Advocate General Yves Bot opined that a European directive intended to protect the human body should apply to prevent German scientist Oliver Brüstle from patenting a process using stem cells to potentially treat Parkinson's disease.

After Greenpeace challenged the patent registration, the German court referred to the Court of Justice of the European Union the question of whether human cells can be considered embryos from the point of fertilization, or rather at some later stage.

Advocate Bot said he thinks an embryo needs its own definition for the sake of interpreting European law. He also pointed out that this is the first time the court has considered industrial or commercial use of embryos.

Totipotent cells, since they have the ability to develop into a complete human being, are therefore unpatentable embryos, Bot said. Even a blastocyst, the entity that exists about five days after fertilization, should also be considered an embryo, Bot continued.

Unfertilized eggs with nuclei from mature cells also should be protected, he added, since they may also develop into human beings. This is the process by which embryos may be cloned, and is performed in some countries to produce more embryos for research purposes.

Pluripotent cells, also deriving from stem cells, only have the ability to develop into skin, muscle or nerve tissue.
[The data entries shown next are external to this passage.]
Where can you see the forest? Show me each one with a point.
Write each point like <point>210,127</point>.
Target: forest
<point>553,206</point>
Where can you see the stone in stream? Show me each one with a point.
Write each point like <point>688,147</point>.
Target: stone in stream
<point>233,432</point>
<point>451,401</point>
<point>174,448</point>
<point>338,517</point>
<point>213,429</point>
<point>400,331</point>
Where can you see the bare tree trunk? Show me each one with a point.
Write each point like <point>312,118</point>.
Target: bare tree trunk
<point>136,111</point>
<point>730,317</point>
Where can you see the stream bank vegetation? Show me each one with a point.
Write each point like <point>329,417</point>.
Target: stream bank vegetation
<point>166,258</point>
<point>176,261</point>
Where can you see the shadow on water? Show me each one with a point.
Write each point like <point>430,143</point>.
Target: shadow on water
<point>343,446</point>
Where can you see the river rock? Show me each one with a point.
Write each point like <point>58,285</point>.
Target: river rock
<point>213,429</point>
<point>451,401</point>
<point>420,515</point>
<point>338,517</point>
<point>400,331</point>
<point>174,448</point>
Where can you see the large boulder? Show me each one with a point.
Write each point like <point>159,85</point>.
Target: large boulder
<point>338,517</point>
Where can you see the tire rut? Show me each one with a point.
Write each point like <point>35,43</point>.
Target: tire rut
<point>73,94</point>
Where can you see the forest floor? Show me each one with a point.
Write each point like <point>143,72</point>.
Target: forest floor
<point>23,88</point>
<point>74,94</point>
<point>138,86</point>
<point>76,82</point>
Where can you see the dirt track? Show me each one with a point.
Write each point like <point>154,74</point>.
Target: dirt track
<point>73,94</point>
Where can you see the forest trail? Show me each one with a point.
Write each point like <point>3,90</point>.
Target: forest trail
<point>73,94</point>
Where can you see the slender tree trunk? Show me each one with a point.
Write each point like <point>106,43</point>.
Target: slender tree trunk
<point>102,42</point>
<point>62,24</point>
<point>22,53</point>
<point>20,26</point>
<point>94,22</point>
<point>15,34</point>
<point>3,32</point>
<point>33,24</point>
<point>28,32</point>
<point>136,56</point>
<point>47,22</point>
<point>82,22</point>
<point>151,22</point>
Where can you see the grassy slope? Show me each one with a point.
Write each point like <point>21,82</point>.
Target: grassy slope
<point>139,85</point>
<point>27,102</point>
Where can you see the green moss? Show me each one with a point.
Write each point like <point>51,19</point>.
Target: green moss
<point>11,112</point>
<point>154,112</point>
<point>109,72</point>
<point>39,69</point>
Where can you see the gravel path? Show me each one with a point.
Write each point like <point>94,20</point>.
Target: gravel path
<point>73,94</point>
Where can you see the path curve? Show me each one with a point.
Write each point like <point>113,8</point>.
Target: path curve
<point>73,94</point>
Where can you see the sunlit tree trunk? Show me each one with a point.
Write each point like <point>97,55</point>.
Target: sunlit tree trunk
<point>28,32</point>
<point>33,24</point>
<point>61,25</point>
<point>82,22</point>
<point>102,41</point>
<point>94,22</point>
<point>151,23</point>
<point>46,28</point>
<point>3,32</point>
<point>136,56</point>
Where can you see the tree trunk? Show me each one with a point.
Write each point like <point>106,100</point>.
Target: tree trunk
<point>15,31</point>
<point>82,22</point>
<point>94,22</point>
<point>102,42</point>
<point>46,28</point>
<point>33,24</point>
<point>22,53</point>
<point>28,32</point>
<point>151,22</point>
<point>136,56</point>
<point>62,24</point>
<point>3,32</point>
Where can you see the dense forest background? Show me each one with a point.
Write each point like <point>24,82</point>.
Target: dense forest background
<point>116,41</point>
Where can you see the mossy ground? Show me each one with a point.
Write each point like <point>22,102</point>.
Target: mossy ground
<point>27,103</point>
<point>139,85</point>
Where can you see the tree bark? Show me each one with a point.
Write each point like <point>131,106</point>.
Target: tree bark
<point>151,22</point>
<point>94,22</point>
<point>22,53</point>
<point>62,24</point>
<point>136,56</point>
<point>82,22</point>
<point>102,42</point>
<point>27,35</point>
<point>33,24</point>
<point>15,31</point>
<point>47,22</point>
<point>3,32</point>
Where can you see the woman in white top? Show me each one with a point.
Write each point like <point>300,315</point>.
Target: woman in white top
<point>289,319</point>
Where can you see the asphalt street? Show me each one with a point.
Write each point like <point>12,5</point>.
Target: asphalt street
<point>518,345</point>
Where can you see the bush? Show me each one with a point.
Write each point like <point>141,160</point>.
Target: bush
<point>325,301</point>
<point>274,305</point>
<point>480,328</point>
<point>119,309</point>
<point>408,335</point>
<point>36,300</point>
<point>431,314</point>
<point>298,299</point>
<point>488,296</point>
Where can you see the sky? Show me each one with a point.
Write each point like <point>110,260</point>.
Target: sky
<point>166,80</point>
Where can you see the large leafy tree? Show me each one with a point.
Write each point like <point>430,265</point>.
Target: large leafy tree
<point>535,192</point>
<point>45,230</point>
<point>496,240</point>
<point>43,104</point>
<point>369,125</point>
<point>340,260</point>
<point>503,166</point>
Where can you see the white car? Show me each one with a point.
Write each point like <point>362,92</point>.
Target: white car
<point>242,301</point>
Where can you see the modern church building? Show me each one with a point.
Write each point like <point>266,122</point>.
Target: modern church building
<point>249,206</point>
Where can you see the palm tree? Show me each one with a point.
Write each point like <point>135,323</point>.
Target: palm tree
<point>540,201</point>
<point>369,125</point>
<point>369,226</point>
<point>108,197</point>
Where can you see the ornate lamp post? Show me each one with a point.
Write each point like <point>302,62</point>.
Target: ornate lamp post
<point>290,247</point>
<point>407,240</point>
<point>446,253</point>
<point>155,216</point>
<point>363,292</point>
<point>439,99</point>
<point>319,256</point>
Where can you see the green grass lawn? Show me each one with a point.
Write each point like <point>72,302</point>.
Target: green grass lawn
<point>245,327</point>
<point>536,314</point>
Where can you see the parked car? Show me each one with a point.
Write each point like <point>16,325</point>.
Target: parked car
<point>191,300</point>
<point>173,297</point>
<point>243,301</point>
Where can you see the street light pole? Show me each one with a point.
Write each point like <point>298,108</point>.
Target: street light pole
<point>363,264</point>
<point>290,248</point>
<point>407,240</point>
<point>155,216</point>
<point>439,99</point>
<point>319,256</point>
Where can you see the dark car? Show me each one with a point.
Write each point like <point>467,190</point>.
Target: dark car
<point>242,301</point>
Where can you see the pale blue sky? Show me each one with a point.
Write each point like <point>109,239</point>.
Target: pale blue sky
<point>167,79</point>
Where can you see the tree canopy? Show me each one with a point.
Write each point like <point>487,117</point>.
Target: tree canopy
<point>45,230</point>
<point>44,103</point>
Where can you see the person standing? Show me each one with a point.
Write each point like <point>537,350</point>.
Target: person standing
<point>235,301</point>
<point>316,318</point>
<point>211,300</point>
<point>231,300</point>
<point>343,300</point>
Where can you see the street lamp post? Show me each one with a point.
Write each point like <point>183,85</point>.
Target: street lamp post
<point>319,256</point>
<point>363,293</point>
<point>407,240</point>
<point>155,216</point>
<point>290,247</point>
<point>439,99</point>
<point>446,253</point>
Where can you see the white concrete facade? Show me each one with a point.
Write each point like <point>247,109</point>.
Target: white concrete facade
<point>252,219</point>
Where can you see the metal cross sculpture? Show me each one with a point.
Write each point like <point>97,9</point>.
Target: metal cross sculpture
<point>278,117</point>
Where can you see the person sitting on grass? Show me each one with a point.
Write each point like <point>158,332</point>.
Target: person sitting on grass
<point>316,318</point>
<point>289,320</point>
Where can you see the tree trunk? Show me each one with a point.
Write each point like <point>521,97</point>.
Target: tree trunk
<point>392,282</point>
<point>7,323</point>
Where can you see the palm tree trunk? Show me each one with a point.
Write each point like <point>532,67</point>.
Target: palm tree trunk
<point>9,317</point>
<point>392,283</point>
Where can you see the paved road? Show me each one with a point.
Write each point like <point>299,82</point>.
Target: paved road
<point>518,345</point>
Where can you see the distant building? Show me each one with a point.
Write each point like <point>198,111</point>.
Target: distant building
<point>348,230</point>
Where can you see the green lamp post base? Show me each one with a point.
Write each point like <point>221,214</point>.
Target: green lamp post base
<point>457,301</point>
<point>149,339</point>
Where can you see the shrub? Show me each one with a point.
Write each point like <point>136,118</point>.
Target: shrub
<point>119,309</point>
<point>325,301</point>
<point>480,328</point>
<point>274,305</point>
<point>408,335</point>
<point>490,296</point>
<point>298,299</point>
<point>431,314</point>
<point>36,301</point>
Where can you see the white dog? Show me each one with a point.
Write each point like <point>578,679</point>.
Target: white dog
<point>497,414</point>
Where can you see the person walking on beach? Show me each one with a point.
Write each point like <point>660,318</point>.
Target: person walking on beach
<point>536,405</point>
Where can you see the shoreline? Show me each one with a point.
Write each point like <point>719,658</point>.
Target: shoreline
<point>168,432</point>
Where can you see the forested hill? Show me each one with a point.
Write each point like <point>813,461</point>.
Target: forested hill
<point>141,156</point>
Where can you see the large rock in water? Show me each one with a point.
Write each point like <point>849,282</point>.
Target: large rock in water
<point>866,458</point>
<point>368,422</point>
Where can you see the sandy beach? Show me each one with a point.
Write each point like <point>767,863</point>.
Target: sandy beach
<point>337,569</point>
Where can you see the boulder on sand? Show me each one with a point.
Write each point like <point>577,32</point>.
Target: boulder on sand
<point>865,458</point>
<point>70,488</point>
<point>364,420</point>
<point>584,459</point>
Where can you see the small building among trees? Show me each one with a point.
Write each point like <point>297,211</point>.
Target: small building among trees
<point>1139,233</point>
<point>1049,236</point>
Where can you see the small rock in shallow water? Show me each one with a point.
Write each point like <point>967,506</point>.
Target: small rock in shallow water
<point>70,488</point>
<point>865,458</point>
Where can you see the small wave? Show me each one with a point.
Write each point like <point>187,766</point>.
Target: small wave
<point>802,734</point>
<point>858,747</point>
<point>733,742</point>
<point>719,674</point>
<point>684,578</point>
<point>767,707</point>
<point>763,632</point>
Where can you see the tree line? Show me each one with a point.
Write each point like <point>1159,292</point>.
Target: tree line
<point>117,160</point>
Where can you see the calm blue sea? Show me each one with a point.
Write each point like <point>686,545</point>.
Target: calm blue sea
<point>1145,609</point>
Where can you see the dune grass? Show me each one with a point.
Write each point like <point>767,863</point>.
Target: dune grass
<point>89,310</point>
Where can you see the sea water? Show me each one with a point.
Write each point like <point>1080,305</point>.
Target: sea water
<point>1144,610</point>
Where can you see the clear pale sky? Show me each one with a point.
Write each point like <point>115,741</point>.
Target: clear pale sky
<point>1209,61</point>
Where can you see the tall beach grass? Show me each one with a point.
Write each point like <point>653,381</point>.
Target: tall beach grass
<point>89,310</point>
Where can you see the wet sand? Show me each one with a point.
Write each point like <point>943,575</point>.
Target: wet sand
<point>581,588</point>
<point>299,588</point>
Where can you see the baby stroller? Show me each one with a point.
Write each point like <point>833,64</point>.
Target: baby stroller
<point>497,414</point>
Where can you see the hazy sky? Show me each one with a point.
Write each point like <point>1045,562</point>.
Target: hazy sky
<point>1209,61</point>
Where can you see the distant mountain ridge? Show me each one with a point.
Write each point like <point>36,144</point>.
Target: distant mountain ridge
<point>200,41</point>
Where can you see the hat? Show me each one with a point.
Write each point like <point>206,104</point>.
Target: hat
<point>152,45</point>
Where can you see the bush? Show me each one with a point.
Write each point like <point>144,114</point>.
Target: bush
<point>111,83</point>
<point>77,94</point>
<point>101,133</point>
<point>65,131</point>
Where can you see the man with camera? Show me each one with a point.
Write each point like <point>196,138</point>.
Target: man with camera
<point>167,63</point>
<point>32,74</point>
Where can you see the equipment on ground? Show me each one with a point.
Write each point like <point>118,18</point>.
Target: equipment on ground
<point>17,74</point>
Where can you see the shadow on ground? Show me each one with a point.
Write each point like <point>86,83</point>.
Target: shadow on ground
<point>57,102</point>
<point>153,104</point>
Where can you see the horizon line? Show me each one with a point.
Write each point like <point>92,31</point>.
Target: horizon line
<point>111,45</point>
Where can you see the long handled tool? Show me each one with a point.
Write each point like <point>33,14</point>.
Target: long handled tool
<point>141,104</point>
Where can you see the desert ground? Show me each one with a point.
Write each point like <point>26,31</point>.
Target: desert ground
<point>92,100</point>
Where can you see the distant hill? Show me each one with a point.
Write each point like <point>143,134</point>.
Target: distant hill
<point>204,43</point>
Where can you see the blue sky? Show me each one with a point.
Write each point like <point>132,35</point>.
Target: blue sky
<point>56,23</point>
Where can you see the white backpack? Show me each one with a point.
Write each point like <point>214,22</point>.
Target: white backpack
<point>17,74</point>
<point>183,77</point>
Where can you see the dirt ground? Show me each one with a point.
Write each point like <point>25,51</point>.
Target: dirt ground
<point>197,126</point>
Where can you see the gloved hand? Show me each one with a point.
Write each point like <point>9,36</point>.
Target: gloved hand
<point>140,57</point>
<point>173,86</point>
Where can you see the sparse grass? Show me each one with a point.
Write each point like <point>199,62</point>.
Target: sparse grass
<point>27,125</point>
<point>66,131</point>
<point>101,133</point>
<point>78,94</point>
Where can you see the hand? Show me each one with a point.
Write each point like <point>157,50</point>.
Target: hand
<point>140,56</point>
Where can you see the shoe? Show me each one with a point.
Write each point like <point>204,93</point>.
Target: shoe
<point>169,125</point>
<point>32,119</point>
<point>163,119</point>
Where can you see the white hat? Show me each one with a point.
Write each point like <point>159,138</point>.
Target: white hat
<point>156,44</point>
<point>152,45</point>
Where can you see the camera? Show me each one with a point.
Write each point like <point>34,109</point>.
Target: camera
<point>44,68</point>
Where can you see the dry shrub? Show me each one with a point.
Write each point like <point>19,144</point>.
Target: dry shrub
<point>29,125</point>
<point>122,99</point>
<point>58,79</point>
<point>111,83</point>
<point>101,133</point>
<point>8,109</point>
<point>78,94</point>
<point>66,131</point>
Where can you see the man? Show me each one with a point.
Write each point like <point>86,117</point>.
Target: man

They are therefore not to be considered embryos, Bot said.

Brüstle's patent involved the latter type of pluripotent cells. This would be patentable, but for the fact that extraction of pluripotent cells normally destroys the embryo. Bot asserted that this should not be allowed.

Commercial patenting of inventions that assist human embryos, such as to correct defects, should however be allowed, Bot concluded.

The European Union allows member states to decide for themselves whether to allow stem cell production, import and research. Spain, Sweden, Denmark and the United Kingdom allow research with human embryos less than 2 weeks old, while the latter two actually create embryos for research purposes.

In many countries marked by Catholicism, stem cell research is banned. Due to Germany's Nazi history, stem cell research is restricted to imported surplus embryos produced by artificial fertilization.

In Europe, the discussion of stem cell use is not as closely tied to the abortion issue as in the United States. The freedom to choose whether to terminate a fetus applies in the majority of European Union states.